Does the description disclose side effects, auth requirements, rate limits, or destructive behavior?

Discloses many behavioral traits: WRITE tool requiring env variable, only adds, no modification/deletion, duplicate check behavior with blocking dialog, AppleScript requirement, path validation, and that import cannot be undone programmatically. Since no annotations exist, description carries full burden and does so excellently.

Agents need to know what a tool does to the world before calling it. Descriptions should go beyond structured annotations to explain consequences.

Conciseness4/5

Is the description appropriately sized, front-loaded, and free of redundancy?

Description is lengthy but each section adds value. Front-loaded with use cases and returns, then caveats. Could be slightly more concise, but structure is logical and information-dense.

Shorter descriptions cost fewer tokens and are easier for agents to parse. Every sentence should earn its place.

Completeness5/5

Given the tool's complexity, does the description cover enough for an agent to succeed on first attempt?

Given tool complexity (3 params, output schema, no annotations), description is very complete. Covers return values, error conditions, safety, dependencies, and ties to sibling tools. Output schema exists, but description adds useful context on return semantics.

Complex tools with many parameters or behaviors need more documentation. Simple tools need less. This dimension scales expectations accordingly.

Parameters5/5

Does the description clarify parameter syntax, constraints, interactions, or defaults beyond what the schema provides?

With 100% schema coverage, baseline is 3. The description adds significant value beyond schema: explains album must exist, paths restrictions, and skipDuplicateCheck behavior with implications. Provides context that schema alone does not convey.

Input schemas describe structure but not intent. Descriptions should explain non-obvious parameter relationships and valid value ranges.

Purpose5/5

Does the description clearly state what the tool does and how it differs from similar tools?

The description clearly states the tool imports image/video files into the Photos library, optionally into an existing album. It uses specific verbs and resources, and distinguishes from siblings like create-album by noting when not to use.

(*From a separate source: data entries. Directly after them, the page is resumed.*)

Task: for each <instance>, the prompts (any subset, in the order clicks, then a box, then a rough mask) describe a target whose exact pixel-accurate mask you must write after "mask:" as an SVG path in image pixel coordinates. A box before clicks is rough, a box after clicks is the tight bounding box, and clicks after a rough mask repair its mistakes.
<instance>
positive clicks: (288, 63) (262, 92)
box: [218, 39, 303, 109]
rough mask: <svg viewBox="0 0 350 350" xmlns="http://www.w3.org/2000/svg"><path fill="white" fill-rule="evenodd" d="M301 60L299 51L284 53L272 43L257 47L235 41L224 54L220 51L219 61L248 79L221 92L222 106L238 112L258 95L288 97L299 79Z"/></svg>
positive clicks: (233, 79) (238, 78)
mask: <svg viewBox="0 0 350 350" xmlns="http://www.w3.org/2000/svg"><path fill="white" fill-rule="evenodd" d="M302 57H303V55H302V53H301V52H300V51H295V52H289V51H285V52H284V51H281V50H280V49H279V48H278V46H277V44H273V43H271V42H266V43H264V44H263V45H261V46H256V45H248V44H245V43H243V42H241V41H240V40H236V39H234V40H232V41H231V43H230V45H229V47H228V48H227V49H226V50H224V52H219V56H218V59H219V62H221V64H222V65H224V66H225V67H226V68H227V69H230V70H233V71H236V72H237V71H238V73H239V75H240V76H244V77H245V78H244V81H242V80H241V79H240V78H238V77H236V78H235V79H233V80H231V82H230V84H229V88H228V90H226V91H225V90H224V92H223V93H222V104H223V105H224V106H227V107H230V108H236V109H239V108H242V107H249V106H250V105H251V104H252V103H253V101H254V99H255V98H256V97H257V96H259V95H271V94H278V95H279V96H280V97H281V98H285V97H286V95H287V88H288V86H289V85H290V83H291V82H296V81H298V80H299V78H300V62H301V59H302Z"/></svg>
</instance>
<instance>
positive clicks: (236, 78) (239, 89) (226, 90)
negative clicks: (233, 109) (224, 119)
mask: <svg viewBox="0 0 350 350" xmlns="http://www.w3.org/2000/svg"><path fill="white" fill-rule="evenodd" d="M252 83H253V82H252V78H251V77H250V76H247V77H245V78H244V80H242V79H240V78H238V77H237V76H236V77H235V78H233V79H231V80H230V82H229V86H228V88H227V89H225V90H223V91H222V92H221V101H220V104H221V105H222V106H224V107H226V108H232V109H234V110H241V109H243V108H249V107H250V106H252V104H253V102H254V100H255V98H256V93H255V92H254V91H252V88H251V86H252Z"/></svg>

Agents choose between tools based on descriptions. A clear purpose with a specific verb and resource helps agents select the right tool.

Usage Guidelines5/5

Does the description explain when to use this tool, when not to, or what alternatives exist?

Explicitly states when to use (e.g., round-trip edits, folder scans, SD-card ingest) and when not to use (album doesn't exist, files outside allowed paths). Provides clear context and alternatives like create-album.

Agents often have multiple tools that could apply. Explicit usage guidance like "use X instead of Y when Z" prevents misuse.